Q: I had found that code in ElementReaderAdvTest. I also have
confirmed that this is an inline image I am dealing with. The trouble
I have is in converting the image data into some kind of Image, either
a PDFTron.PDF.Image or a System.Drawing.Image(or Bitmap). I get an
error when I try to convert the image data returned from
getImageData() into an image, for instance:
            Image2RGB img_conv = new Image2RGB(imageElement);
            FilterReader reader = new FilterReader(img_conv);
            byte[] image_data_out = new
byte[imageElement.GetImageDataSize()];
            reader.Read(image_data_out);
            Bitmap bm = new Bitmap(image_data_out);

Returns the following error:
Parameter is not valid.
at System.Drawing.Bitmap..ctor(Stream stream)

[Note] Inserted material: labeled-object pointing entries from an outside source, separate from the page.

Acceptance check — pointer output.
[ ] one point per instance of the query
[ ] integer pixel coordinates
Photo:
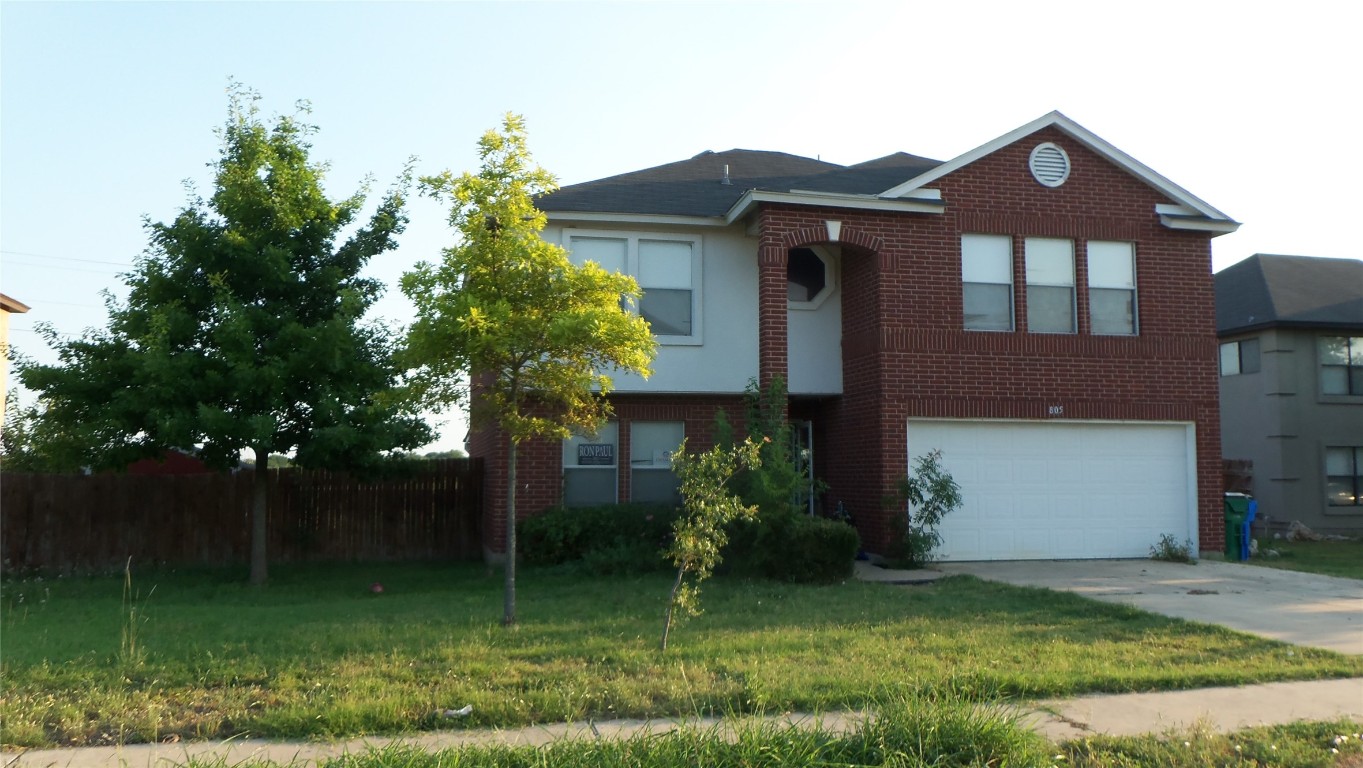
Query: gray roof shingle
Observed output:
(1288, 291)
(694, 187)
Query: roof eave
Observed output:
(648, 218)
(751, 198)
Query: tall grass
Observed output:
(319, 655)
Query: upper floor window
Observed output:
(1111, 288)
(1341, 364)
(1241, 356)
(1344, 476)
(987, 281)
(667, 266)
(1050, 285)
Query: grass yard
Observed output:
(202, 655)
(1330, 558)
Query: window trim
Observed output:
(1239, 356)
(1348, 394)
(1012, 289)
(1071, 285)
(1356, 479)
(631, 265)
(635, 464)
(1134, 289)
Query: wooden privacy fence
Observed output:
(64, 523)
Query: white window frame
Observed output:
(1232, 358)
(656, 461)
(1130, 288)
(1070, 285)
(631, 268)
(997, 240)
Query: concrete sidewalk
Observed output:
(1220, 708)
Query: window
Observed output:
(1050, 285)
(987, 281)
(589, 468)
(1241, 356)
(1111, 288)
(650, 461)
(667, 266)
(1344, 476)
(1341, 364)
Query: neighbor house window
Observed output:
(1111, 288)
(667, 268)
(987, 281)
(1241, 356)
(589, 467)
(1050, 285)
(652, 445)
(1344, 476)
(1341, 364)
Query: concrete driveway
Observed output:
(1305, 609)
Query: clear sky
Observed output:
(108, 108)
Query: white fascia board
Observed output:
(599, 217)
(1084, 137)
(830, 199)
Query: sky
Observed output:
(108, 109)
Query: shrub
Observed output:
(919, 505)
(1171, 550)
(626, 538)
(810, 549)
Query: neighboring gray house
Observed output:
(1291, 332)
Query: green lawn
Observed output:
(943, 735)
(318, 655)
(1330, 558)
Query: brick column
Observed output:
(772, 313)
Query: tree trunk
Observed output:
(672, 604)
(259, 519)
(509, 594)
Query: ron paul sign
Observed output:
(596, 454)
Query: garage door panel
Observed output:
(1059, 490)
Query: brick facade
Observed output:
(905, 353)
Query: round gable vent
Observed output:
(1050, 165)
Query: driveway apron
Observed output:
(1303, 609)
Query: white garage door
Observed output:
(1055, 490)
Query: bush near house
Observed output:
(630, 538)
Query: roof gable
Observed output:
(1266, 291)
(1182, 198)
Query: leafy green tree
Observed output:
(708, 508)
(917, 506)
(509, 311)
(243, 328)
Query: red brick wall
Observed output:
(540, 463)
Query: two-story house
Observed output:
(1040, 308)
(1292, 385)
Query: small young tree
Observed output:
(920, 502)
(243, 329)
(708, 508)
(507, 310)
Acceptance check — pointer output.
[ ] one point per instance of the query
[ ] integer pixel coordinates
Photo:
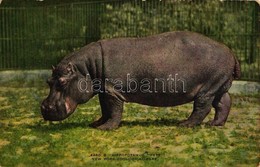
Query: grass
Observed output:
(148, 136)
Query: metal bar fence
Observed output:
(37, 37)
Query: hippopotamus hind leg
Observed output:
(201, 109)
(222, 106)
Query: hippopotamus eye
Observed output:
(62, 81)
(50, 81)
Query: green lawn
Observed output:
(148, 136)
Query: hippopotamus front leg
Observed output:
(112, 109)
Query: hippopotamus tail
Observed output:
(237, 71)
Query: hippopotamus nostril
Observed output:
(43, 107)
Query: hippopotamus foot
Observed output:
(112, 109)
(201, 109)
(97, 123)
(222, 106)
(109, 125)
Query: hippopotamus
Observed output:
(163, 70)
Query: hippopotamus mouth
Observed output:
(59, 111)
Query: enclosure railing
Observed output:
(37, 37)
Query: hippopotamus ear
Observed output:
(70, 68)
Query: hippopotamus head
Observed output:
(64, 95)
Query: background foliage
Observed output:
(36, 37)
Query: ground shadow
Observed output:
(53, 127)
(149, 122)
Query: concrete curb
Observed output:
(238, 87)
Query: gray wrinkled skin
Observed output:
(206, 66)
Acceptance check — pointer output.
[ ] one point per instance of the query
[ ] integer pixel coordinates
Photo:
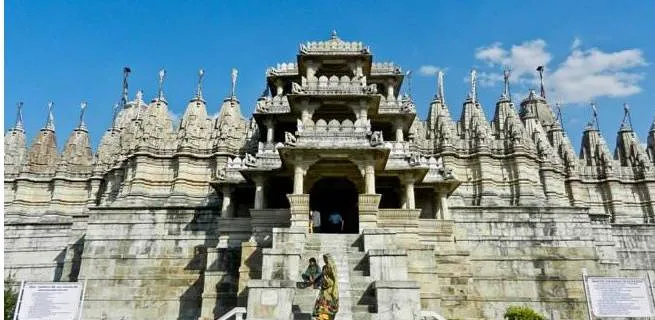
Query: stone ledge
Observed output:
(382, 284)
(272, 284)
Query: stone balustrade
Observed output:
(334, 85)
(277, 104)
(398, 105)
(283, 69)
(384, 68)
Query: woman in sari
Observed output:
(327, 302)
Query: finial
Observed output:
(50, 124)
(626, 116)
(124, 97)
(162, 74)
(474, 84)
(201, 73)
(540, 69)
(19, 117)
(82, 111)
(594, 120)
(440, 84)
(408, 74)
(235, 72)
(506, 73)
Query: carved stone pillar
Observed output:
(269, 130)
(259, 191)
(368, 211)
(226, 209)
(298, 177)
(443, 212)
(369, 175)
(299, 209)
(398, 128)
(409, 192)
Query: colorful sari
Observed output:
(327, 302)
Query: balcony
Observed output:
(334, 85)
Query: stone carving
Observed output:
(376, 138)
(289, 139)
(250, 160)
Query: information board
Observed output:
(620, 297)
(50, 301)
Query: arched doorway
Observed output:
(336, 194)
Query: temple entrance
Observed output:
(335, 195)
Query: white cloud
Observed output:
(429, 70)
(582, 76)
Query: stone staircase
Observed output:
(356, 299)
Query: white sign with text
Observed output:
(50, 301)
(620, 297)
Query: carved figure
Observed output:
(289, 139)
(376, 138)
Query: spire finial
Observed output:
(162, 75)
(235, 73)
(626, 116)
(50, 124)
(83, 105)
(474, 83)
(201, 73)
(506, 73)
(594, 120)
(440, 90)
(124, 97)
(19, 117)
(540, 69)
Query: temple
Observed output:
(443, 218)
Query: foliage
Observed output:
(522, 313)
(11, 297)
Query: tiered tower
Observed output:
(457, 216)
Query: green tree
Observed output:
(522, 313)
(11, 297)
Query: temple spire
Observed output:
(82, 125)
(474, 80)
(540, 69)
(440, 90)
(19, 117)
(235, 73)
(50, 124)
(201, 73)
(162, 75)
(627, 120)
(124, 97)
(506, 73)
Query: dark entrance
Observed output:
(330, 195)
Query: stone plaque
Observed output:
(620, 297)
(269, 298)
(50, 301)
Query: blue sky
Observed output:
(69, 51)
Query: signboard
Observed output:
(50, 301)
(620, 297)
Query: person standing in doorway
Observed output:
(314, 221)
(336, 222)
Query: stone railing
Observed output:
(385, 68)
(277, 104)
(333, 46)
(334, 86)
(283, 69)
(399, 105)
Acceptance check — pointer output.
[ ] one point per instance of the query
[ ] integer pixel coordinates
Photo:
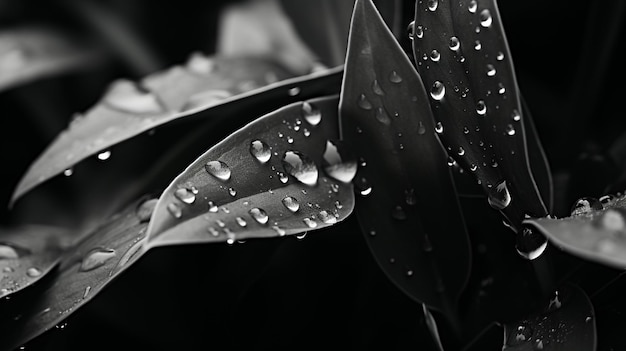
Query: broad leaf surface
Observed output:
(407, 204)
(566, 323)
(27, 254)
(27, 54)
(129, 109)
(82, 272)
(244, 187)
(595, 235)
(462, 55)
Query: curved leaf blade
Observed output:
(597, 235)
(566, 323)
(409, 211)
(241, 187)
(462, 54)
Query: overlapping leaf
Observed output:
(407, 205)
(595, 235)
(462, 54)
(566, 323)
(271, 178)
(27, 54)
(129, 109)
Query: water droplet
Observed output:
(218, 169)
(300, 167)
(175, 210)
(394, 77)
(435, 55)
(260, 150)
(530, 244)
(432, 5)
(377, 89)
(185, 195)
(438, 90)
(311, 114)
(485, 18)
(455, 44)
(364, 103)
(104, 155)
(472, 6)
(291, 203)
(382, 116)
(499, 196)
(96, 258)
(481, 108)
(259, 215)
(585, 205)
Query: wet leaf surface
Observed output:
(567, 322)
(462, 55)
(28, 54)
(279, 175)
(596, 231)
(129, 109)
(27, 254)
(406, 201)
(83, 271)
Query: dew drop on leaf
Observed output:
(499, 196)
(260, 150)
(96, 258)
(218, 169)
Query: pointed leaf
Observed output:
(128, 110)
(408, 207)
(566, 323)
(27, 254)
(462, 54)
(82, 273)
(271, 178)
(597, 235)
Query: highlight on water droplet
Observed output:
(311, 114)
(218, 169)
(499, 196)
(96, 258)
(300, 167)
(260, 150)
(438, 90)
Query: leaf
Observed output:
(273, 177)
(462, 55)
(566, 323)
(82, 273)
(128, 110)
(597, 235)
(27, 254)
(28, 54)
(408, 207)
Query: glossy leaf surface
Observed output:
(273, 177)
(462, 55)
(406, 201)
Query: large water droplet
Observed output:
(218, 169)
(259, 215)
(336, 167)
(499, 196)
(438, 90)
(485, 18)
(96, 258)
(585, 205)
(185, 195)
(311, 114)
(291, 203)
(300, 167)
(530, 244)
(260, 150)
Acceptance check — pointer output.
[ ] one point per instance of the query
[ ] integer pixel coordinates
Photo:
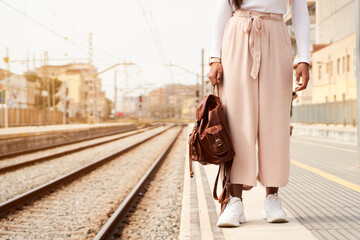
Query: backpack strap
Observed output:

How can the image data from Element.GetImageData() be used to
construct a correct System.Drawing.Bitmap?
------------
A: Unfortunately System.Drawing.Bitmap constructor does not allow you
to directly pass-in the raw image data. You would need to create a new
Bitmap of given dimensions (i.e.
element.GetImageWidth(),element.GetImageHeight()) and pixel format
(e.g. 24-bit RGB). Then you would need to copy RGB data into the image
using bmp.LockBits(new Rect(0, 0, width, heigh), ImageLockModeWrite,
PixelFormat24bppRGB, BitmapData). You can find more on this in MSDN
documentation or GDI+/.NET related forums (e.g. www.bobpowell.net/faqmain.htm).
While copying image data byte-by-byte you may need to skip some
padding bytes (stride-3*width) at the end of each line. This is
necessary because GDI+/.NET stores bitmap scan-lines aligned on a 4
byte boundary, whereas Image2RGB returns a data stream without any
padding bytes at the end of each line).

Aaron_Gravesdale · October 29, 2008, 11:06pm

Q: Thanks. One last question then. So assume:
element.GetBitsPerComponent() == 8 and element.GetComponentNum() ==
1,
then this would be an 8bpp file

element.GetBitsPerComponent() == 8 and element.GetComponentNum() ==
2,
then this would be an 16bpp file

etc.

Am I correct in this?
------
A: Correct, except that if you are using Image2RGB filter you don't
need to worry about different pixel formats (since all image data will
be normalized to 24-BPP RGB format).